Monday, August 4, 2014

surgery recommendation & I Will Trust in the Lord my GOD!

On Thursday, we made the trip to Green Bay to see the breast specialist and she said that the tumor has definitely gotten smaller, however, it is not small enough to do just a lumpectomy so she would recommend a mastectomy as well as taking out the axillary lymph-nodes that are involved.  Since I was the third person in her office to need a referral to the plastic surgeon, I didn't make it over there on Wednesday. Instead I have to wait to see him on August 13th to find out his recommendations.  Then we regroup with the breast specialist and make a plan for the surgery, probably early September is when both surgeons will be available to tag team so that it can all be done at once.  That may change depending on what the plastic surgeon recommends though.

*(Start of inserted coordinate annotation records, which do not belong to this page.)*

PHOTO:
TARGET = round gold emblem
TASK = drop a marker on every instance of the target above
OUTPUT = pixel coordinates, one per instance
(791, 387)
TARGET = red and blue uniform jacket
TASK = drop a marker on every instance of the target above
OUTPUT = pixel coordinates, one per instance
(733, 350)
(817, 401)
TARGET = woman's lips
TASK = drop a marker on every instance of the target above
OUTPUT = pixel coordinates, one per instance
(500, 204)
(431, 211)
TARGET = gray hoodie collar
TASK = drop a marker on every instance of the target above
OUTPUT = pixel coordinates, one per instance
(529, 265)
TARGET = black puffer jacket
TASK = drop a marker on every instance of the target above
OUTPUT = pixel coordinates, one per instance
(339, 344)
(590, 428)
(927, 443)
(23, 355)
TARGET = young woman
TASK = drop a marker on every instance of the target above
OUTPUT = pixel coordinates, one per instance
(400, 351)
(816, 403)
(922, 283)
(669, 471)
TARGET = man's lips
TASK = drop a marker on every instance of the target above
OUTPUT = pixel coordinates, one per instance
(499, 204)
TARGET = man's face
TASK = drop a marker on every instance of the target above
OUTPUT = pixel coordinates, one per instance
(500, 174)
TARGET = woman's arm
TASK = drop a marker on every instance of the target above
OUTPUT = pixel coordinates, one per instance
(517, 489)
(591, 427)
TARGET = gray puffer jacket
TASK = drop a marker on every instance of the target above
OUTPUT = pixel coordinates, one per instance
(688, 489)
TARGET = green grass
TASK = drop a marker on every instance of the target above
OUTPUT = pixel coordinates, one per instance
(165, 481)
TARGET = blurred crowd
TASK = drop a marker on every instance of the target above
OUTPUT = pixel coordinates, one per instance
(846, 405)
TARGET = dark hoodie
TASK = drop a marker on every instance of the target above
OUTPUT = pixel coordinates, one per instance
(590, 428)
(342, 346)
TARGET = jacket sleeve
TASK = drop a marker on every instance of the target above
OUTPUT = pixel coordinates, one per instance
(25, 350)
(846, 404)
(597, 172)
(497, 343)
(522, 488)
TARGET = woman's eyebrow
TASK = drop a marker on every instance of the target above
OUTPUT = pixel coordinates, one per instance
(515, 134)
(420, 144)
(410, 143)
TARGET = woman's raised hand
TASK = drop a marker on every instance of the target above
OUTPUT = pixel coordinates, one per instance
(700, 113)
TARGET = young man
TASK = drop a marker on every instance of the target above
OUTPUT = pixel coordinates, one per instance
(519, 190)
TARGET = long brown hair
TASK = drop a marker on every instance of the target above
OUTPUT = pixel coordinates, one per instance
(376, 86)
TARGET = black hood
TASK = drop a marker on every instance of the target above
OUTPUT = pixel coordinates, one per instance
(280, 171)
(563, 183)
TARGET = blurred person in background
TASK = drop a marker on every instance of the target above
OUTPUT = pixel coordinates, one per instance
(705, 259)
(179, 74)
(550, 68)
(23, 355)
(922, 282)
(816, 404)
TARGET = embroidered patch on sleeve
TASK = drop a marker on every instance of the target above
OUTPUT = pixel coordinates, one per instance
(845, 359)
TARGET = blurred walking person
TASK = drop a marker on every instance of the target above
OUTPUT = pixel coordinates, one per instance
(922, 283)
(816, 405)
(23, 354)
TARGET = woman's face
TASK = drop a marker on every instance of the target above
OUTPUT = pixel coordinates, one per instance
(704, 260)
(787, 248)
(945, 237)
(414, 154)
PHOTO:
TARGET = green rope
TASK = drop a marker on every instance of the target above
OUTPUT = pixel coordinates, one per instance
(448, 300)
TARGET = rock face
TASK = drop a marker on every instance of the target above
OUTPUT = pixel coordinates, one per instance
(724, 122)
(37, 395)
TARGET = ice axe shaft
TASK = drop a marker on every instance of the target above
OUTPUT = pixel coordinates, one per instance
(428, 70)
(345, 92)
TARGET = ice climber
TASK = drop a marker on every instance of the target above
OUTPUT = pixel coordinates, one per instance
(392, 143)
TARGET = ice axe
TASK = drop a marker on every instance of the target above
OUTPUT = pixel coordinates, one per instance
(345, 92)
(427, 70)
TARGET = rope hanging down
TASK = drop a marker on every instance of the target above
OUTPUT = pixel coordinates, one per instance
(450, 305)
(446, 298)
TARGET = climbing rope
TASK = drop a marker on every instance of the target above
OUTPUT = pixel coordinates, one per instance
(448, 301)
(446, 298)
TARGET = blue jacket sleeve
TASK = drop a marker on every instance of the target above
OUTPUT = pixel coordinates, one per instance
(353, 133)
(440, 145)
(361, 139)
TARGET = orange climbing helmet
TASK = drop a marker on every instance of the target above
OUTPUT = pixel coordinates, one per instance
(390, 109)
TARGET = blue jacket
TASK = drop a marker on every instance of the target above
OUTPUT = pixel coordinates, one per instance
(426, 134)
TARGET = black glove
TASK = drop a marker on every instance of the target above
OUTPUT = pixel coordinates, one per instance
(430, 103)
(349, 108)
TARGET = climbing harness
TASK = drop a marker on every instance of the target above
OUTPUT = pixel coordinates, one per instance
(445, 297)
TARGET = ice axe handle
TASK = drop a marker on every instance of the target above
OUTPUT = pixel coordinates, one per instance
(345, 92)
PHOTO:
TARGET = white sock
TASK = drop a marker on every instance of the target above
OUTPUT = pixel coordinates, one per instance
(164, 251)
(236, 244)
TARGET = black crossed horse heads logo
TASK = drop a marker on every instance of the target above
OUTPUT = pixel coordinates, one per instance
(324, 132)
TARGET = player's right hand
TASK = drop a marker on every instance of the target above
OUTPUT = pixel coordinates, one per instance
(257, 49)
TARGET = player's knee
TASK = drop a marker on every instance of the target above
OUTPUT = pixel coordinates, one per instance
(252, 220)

With that being said, I had a little bit of a hard time with hearing that a mastectomy is recommended.  The hysterectomy recommendation didn't bother me like this one has but I am standing on God's word and his promises that he's shared with  me and I just keep reminding myself of them.

Today as I was reading this jumped out at me from Psalm 119:49 Remember your word to your servant, for you have given me hope. 50 My comfort in my suffering is this: Your promise preserves my life.

Psalm 119:38  Fulfill your promise to your servant, so that you may be feared.

Like I've said before, I know that God can remove all cancer cells from my entire body and do it supernaturally. I'm not sure when he showed me that I would be cleansed whiter than snow whether it would be before or after surgery. But I do know this, that is a promise I feel he has given to me and I plan on keeping that close to my heart.  God has never lied and he is faithful!  So I am holding onto my HOPE in Christ Jesus!  And I repeatedly say, "I TRUST you Lord!" especially when I don't understand and I don't know his timing. I still trust in him!  Without Him, I'm sure I'd be a basketcase through all of this and I that won't help me so I'm glad to have Him to lean on & trust.

Proverbs 18:14 A man's spirit sustains him in sickness but a crushed spirit who can bear?

So as I keep giving this all to God & trusting him & keeping my spirit up, that will help me. If I am in despair and have a crushed spirit, it will not help me heal.  I trust the one who made me, who saved me, who loves me, & knows what is best for me!  Do you trust him for the situation you are going through?  You can....

2 comments:

  1. Jeannette..I hope your breast specialist is Dr. Shalm Schmidt (sp)? That is who my mom is seeing and she is amazing !!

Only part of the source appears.